Un remaniement majeur à la tête du ministère de la Justice américain
Dans un mouvement inattendu, l'ancien président américain Donald Trump a annoncé ce jeudi 2 avril 2026 le limogeage de sa ministre de la Justice Pam Bondi. Cette décision intervient quelques semaines seulement après le départ de la ministre de la Sécurité intérieure Kristi Noem, marquant ainsi un nouveau remaniement au sein de l'administration Trump.
Une gestion controversée des dossiers Epstein
Nommée en novembre 2024, Pam Bondi, ancienne procureure générale de Floride, s'était distinguée par sa défense inconditionnelle des actions du président républicain. Cependant, sa gestion des dossiers liés au criminel sexuel Jeffrey Epstein lui a valu de vives critiques.
Donald Trump avait exprimé à son entourage proche « sa frustration persistante » concernant la manière dont Pam Bondi gérait ces dossiers sensibles.

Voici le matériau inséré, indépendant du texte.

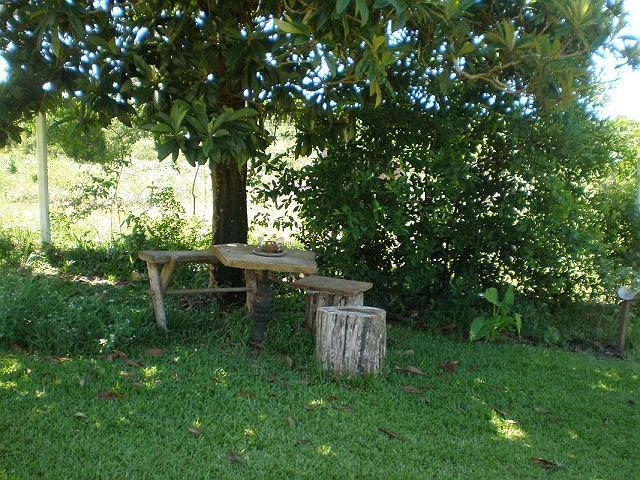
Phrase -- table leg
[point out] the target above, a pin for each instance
(261, 307)
(250, 280)
(157, 296)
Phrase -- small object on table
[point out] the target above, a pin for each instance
(270, 248)
(259, 285)
(626, 297)
(329, 292)
(351, 340)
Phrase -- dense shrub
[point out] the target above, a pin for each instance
(431, 203)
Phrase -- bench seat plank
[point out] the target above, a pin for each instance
(332, 285)
(181, 256)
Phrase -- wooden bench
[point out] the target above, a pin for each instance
(329, 292)
(161, 265)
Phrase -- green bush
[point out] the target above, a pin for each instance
(431, 204)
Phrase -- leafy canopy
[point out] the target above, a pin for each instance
(202, 74)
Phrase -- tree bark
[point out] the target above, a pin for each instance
(229, 221)
(351, 340)
(316, 300)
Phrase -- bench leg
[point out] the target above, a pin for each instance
(167, 274)
(251, 281)
(261, 307)
(156, 295)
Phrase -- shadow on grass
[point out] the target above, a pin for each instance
(254, 416)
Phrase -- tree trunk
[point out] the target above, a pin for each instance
(351, 340)
(229, 222)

Selon des informations de CNN, le président lui reprochait notamment de ne pas avoir suffisamment poursuivi en justice certaines personnalités qu'il considérait comme des ennemis personnels.
Le président a annoncé le départ de cette « grande patriote » vers le secteur privé, tout en saluant son action contre la criminalité. Il s'agit de la deuxième responsable de haut niveau évincée de l'administration Trump en moins d'un mois.

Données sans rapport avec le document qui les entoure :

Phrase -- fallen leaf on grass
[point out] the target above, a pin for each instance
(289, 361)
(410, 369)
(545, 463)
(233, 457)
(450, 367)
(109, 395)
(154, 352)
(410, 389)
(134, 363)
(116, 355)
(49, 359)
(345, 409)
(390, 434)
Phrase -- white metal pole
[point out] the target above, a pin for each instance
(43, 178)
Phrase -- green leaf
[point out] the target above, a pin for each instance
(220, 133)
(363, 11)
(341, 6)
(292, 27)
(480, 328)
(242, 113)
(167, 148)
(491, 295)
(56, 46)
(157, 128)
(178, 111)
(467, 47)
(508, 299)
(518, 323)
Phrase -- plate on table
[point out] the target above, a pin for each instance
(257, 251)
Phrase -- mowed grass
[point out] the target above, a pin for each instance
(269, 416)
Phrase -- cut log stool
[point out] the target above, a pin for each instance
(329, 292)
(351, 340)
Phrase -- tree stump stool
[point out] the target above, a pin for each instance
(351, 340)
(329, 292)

Les accusations des démocrates
Dès février, plusieurs élus démocrates de premier plan avaient accusé Pam Bondi de vouloir « étouffer » l'affaire Epstein. Ils lui reprochaient de ne pas respecter la loi obligeant l'administration à faire toute la transparence sur ce dossier politiquement explosif.

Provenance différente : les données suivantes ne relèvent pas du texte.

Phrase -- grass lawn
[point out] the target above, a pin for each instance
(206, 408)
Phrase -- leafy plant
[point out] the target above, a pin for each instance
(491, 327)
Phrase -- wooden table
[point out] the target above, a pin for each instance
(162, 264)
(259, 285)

Jamie Raskin, principal membre démocrate de la commission judiciaire de la Chambre des représentants, lui avait lancé : « Vous ne montrez pas beaucoup d'intérêt pour les victimes, Madame la ministre de la Justice, qu'il s'agisse de celles du réseau d'exploitation d'Epstein ou de la violence gouvernementale meurtrière contre des citoyens américains ».
Les démocrates avaient également critiqué la transformation du ministère de la Justice en instrument de vengeance personnelle de Donald Trump, accusant la ministre d'exécuter des ordres d'inculpation comme on commanderait des pizzas.
Todd Blanche prend les rênes par intérim
Pour assurer la transition, Donald Trump a désigné Todd Blanche, actuel numéro deux du ministère de la Justice et ancien avocat personnel du président. « Notre vice-ministre de la Justice, et juriste très talentueux et respecté, Todd Blanche assurera l'intérim au poste de ministre de la Justice », a affirmé Trump sur son réseau social Truth Social.
Todd Blanche s'était déjà illustré sur le dossier Epstein lors de la publication, le 30 janvier, de plus de trois millions de pages de documents relatifs à Jeffrey Epstein, décédé en prison en 2019 à New York avant son procès.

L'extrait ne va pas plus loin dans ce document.